Voltou em 1947, mas se indispôs também com o governo Eurico Gaspar Dutra.
-Era o Estado Novíssimo, no qual a constituição seria pendurada num ganchinho no quarto dos badulaques.
 -Antes, você havia fundado a Editora Acteon. Em momento algum da sua vida você se limitou a escrever apenas.
-Eu admirava o Conde Francesco Matarazzo, que era um permanente rush para cima.  Editei a sua biografia, escrita por Vicenzo Blancato. Todo o empreendimento dele dava certo, o que não ocorreu comigo. - lamuriou-se.
-Seu grande mérito, como empresário, foi ampliar o mercado editorial brasileiro.
-Eu queria inundar a nação de livros. “Um país se faz com homens e livros.”
-Depois da cirurgia que lhe extirpou um cisto do pulmão, em 1945, parecia que você baixaria as luvas como os boxeadores vencidos.
-Ainda lutei por mais três anos. Fui a Salvador, em dezembro de 1947, assistir a opereta Narizinho Arrebitado. O novo libreto para o espetáculo foi minha derradeira criação infantil.

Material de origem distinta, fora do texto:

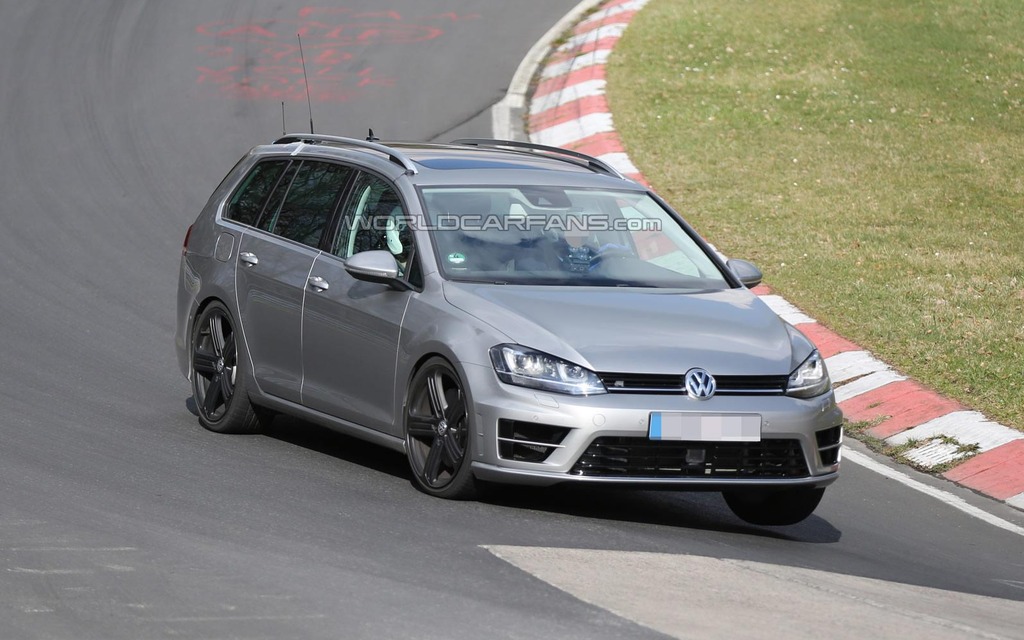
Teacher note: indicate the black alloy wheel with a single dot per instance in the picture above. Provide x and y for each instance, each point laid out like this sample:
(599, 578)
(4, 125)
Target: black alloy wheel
(218, 379)
(437, 432)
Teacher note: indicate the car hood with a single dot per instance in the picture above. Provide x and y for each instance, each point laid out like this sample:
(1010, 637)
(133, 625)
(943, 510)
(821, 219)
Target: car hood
(650, 331)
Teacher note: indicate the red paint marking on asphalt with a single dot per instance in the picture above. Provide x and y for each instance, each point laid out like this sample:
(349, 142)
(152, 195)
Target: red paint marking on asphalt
(558, 84)
(998, 472)
(266, 62)
(906, 403)
(828, 342)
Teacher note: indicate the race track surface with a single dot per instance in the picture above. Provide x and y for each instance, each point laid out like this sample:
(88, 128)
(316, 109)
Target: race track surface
(120, 517)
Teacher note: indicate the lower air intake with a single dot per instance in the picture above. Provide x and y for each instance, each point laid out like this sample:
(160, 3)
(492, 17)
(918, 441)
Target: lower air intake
(638, 457)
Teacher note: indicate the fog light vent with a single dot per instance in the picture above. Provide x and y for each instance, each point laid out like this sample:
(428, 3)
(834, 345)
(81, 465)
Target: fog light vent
(528, 441)
(829, 441)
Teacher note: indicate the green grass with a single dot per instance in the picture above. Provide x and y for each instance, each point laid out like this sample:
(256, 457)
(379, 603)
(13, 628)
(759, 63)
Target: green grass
(868, 155)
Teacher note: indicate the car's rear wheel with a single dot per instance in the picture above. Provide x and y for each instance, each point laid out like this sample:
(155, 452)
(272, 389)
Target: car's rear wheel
(774, 508)
(219, 379)
(437, 432)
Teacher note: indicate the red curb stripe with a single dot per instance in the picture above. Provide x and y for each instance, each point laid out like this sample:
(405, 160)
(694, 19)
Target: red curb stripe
(617, 18)
(569, 112)
(828, 342)
(558, 83)
(587, 47)
(998, 472)
(905, 402)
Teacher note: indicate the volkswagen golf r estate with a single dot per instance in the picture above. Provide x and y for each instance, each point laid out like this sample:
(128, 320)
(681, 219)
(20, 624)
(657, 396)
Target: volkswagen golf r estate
(499, 311)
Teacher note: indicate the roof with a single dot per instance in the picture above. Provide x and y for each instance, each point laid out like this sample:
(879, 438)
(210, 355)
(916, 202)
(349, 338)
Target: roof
(492, 161)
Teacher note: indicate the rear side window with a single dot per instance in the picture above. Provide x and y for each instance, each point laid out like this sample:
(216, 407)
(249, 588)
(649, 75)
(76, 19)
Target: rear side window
(247, 203)
(311, 198)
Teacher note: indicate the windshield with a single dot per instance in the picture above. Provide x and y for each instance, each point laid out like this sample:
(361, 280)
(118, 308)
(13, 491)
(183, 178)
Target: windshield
(552, 236)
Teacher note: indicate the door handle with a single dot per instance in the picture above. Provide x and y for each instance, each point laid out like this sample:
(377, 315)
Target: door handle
(318, 284)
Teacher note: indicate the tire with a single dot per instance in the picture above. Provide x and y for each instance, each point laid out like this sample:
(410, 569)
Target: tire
(218, 376)
(774, 508)
(438, 438)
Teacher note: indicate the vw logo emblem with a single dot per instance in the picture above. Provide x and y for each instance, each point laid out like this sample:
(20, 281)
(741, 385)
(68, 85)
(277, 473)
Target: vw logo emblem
(699, 384)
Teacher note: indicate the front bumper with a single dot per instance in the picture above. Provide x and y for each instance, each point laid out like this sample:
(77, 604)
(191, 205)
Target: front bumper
(809, 429)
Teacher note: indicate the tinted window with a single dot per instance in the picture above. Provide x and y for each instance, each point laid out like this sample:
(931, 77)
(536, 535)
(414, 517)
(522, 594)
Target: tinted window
(269, 216)
(306, 209)
(550, 236)
(373, 219)
(247, 203)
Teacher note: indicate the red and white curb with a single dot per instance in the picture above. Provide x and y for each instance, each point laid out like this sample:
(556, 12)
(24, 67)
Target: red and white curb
(568, 109)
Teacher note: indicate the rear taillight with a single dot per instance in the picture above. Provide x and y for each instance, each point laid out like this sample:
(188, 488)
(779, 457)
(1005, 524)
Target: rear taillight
(184, 245)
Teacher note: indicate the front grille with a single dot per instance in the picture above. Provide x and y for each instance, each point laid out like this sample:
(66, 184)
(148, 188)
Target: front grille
(673, 383)
(828, 442)
(528, 441)
(637, 457)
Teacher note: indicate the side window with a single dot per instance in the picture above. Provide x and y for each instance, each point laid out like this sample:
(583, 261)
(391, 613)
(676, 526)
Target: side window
(247, 203)
(374, 219)
(269, 216)
(306, 209)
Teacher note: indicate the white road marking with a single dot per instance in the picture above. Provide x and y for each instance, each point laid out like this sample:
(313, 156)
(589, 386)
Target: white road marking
(945, 497)
(704, 597)
(969, 427)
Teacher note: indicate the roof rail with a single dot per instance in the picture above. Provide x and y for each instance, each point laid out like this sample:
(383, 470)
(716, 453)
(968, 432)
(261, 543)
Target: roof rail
(593, 163)
(392, 154)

Em junho de 1948, um espasmo cerebral me jogou por terra.
-O grande educador Anísio Teixeira disse o que se segue: ”Lobato continua e continuará a viver nos corações das crianças brasileiras, que beijam seus retratos antes de dormir como se beijassem um amigo ou um pai, e no espírito de todos os brasileiros que se inquietam com o nosso destino e sonham maior e melhor.”
E Monteiro Lobato saiu sem sair de nós.